Across all groupings, three pedagogic differences emerge. First, the weighting of qualitative and quantitative evidence. Second, the philosophical framing of knowledge varies. Third, the emotional tone of research teaching differs, because students’ professional identity shapes their openness to method.

Effective research education does not dilute challenges to the rigour of a model simply to suit the allegiance of practitioners to their ‘model’. Instead, it puts evidence into a language that is congruent with each tradition, while still exposing students to the full range of methodological standards expected in contemporary practice.

My concerns at present

Many students who complete a Level 4 diploma and enter private practice show limited exposure to research and a weak grasp of its value.

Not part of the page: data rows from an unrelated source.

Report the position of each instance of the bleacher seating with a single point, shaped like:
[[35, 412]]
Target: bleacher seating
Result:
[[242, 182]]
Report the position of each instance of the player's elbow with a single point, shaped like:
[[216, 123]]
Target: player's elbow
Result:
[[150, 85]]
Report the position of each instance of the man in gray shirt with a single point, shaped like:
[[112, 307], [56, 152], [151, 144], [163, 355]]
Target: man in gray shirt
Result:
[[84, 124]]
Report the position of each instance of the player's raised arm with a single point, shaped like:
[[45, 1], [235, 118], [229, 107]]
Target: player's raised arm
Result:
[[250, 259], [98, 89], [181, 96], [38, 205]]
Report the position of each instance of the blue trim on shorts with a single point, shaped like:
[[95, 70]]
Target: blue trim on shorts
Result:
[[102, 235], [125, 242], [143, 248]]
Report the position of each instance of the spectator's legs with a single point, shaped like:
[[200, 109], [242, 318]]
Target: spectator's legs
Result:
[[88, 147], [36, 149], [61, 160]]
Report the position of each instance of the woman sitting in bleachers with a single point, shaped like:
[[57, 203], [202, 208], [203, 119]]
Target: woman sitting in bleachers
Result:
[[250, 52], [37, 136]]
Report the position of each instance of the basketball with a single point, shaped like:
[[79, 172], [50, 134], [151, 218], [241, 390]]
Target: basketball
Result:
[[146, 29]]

Training often treats research as a separate academic task rather than part of reflective practice. The way in which the BACP separates research from practice makes sense in terms of establishing professional credibility, however this risks leaving individual practitioner’s engagement with research to a matter of personal choice rather than professional necessity.

From the few conversations that I have been party to, the focus of the BACP Research Teaching network so far tends to sit at Level 5/6 and above, which leaves the more predominant earlier stages less examined.

As a result, new practitioners may struggle to engage with evidence, question claims, or place their work within wider professional knowledge. The concern is not that they must become researchers, but that they leave training without habits of inquiry that support safe, reflective, and evidence-informed practice.